Brexit, friction and global teams
Global Teams explores the plumbing of globalisation. It gives a unique view on how decisions are made in global firms. The results are devastating for Brexit: the British exit from the EU.
Let’s strip away the rhetoric of both sides, and look at how firms will in practice react to Brexit.
All global firms and teams work hard to reduce the friction caused by language, culture, distance, mistrust, regulation, currencies, political risk and more. Friction stops global teams working well. This is where a single market is like manna from heaven: it removes all the problems of regulations, customs, paper work and the uncertainty created by stroppy border officials.
Brexit creates massive friction.
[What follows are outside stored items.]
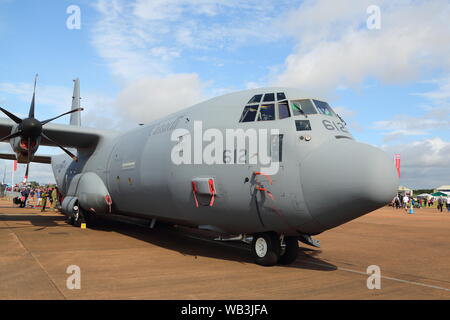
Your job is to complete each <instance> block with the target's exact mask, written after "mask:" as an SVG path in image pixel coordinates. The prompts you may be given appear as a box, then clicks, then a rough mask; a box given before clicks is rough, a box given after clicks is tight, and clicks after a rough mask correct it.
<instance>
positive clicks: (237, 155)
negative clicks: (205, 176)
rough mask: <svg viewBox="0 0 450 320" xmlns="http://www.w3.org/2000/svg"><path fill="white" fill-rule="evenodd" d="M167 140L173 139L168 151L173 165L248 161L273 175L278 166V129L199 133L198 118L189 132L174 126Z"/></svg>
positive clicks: (253, 129) (247, 129) (238, 130)
mask: <svg viewBox="0 0 450 320" xmlns="http://www.w3.org/2000/svg"><path fill="white" fill-rule="evenodd" d="M223 131H225V136H224V134H223ZM171 141H174V142H176V144H175V146H174V147H173V148H172V152H171V159H172V162H173V163H174V164H175V165H181V164H207V165H217V164H218V165H231V164H252V165H260V166H261V170H260V171H261V172H262V173H264V174H267V175H274V174H276V173H277V172H278V170H279V166H280V163H279V162H280V157H281V148H282V136H281V135H280V131H279V129H270V130H269V129H258V130H257V129H254V128H249V129H247V130H244V129H224V130H219V129H207V130H205V131H204V132H203V123H202V121H194V129H193V132H192V134H191V132H190V131H189V130H187V129H182V128H179V129H175V130H174V131H173V132H172V134H171ZM205 144H206V145H205ZM269 144H270V145H269Z"/></svg>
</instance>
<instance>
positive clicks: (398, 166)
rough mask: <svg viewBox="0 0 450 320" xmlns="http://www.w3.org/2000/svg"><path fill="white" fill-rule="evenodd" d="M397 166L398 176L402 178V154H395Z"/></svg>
mask: <svg viewBox="0 0 450 320" xmlns="http://www.w3.org/2000/svg"><path fill="white" fill-rule="evenodd" d="M395 167H396V168H397V173H398V177H399V178H400V155H399V154H396V155H395Z"/></svg>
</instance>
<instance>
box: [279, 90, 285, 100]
mask: <svg viewBox="0 0 450 320" xmlns="http://www.w3.org/2000/svg"><path fill="white" fill-rule="evenodd" d="M277 100H278V101H280V100H286V95H285V94H284V92H278V93H277Z"/></svg>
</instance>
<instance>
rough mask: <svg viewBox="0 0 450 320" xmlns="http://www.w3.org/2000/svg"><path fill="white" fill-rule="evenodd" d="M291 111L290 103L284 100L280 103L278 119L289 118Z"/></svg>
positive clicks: (278, 106) (278, 107)
mask: <svg viewBox="0 0 450 320" xmlns="http://www.w3.org/2000/svg"><path fill="white" fill-rule="evenodd" d="M290 116H291V113H290V111H289V104H288V102H287V101H282V102H279V103H278V119H280V120H281V119H285V118H289V117H290Z"/></svg>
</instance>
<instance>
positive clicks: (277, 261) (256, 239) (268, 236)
mask: <svg viewBox="0 0 450 320" xmlns="http://www.w3.org/2000/svg"><path fill="white" fill-rule="evenodd" d="M252 254H253V257H254V259H255V262H256V264H259V265H261V266H273V265H276V264H277V263H279V264H283V265H287V264H291V263H293V262H294V261H295V260H296V259H297V257H298V238H297V237H284V236H282V237H280V236H279V235H277V234H276V233H274V232H264V233H258V234H255V235H254V236H253V241H252Z"/></svg>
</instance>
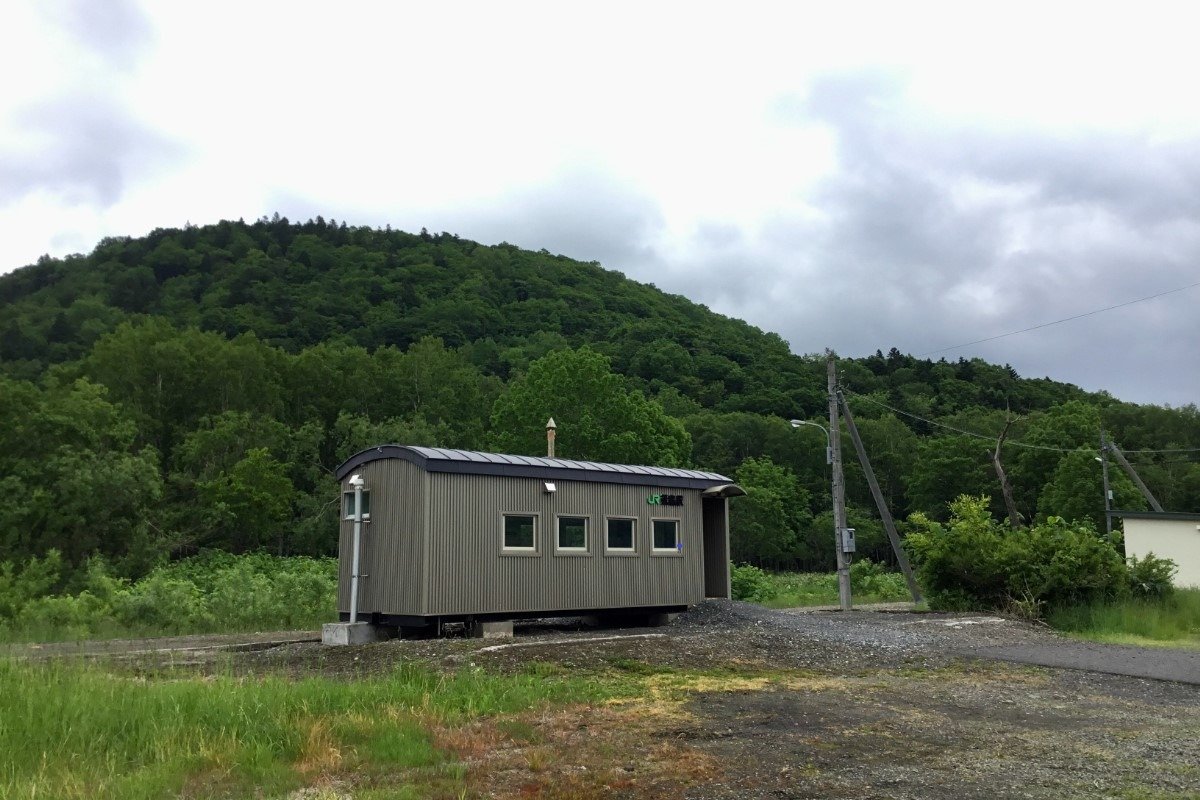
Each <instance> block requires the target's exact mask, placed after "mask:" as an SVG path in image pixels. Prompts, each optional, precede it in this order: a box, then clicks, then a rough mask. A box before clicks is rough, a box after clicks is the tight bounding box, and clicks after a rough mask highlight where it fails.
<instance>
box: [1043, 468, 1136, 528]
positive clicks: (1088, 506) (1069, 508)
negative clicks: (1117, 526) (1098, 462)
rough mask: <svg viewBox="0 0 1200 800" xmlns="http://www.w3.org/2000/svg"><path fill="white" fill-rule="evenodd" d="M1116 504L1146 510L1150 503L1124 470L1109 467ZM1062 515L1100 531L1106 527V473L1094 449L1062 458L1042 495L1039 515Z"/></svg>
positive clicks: (1130, 507)
mask: <svg viewBox="0 0 1200 800" xmlns="http://www.w3.org/2000/svg"><path fill="white" fill-rule="evenodd" d="M1109 488H1110V489H1111V491H1112V506H1111V507H1114V509H1120V510H1123V511H1144V510H1145V509H1146V507H1147V505H1146V500H1145V498H1142V497H1141V493H1140V492H1139V491H1138V487H1135V486H1134V485H1133V481H1130V480H1129V479H1128V477H1126V475H1124V473H1121V471H1120V470H1116V469H1110V470H1109ZM1049 517H1062V518H1063V519H1068V521H1072V522H1085V521H1086V522H1088V523H1090V524H1091V525H1092V527H1093V528H1094V529H1096V530H1104V476H1103V474H1102V471H1100V464H1098V463H1097V456H1096V452H1094V451H1092V450H1076V451H1075V452H1069V453H1067V455H1064V456H1063V457H1062V458H1060V459H1058V465H1057V467H1055V470H1054V474H1052V475H1051V476H1050V482H1049V483H1046V485H1045V487H1043V489H1042V495H1040V497H1039V498H1038V518H1039V519H1046V518H1049Z"/></svg>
It is like throwing sand in the engine of a global supply chain. It may be cheaper to produce cars in the UK following devaluation, but if you operate a lean supply chain then any delay at any border brings the entire supply chain to a crunching halt. That is a huge cost, which would require a massive cost advantage to offset.
So the reaction of the currency markets is predictable. Global firms will require a massive discount to stay producing in the UK and offset all the hassle of increased friction.
Nissan has shown the way for global firms which operate in the UK: threaten to quit and then cut a special deal in private with the Prime Minister. Nissan is at the front of a very long queue. The government will complain that they are being blackmailed by business. If government had any understanding of how business actually worked, they would understand that this is inevitable.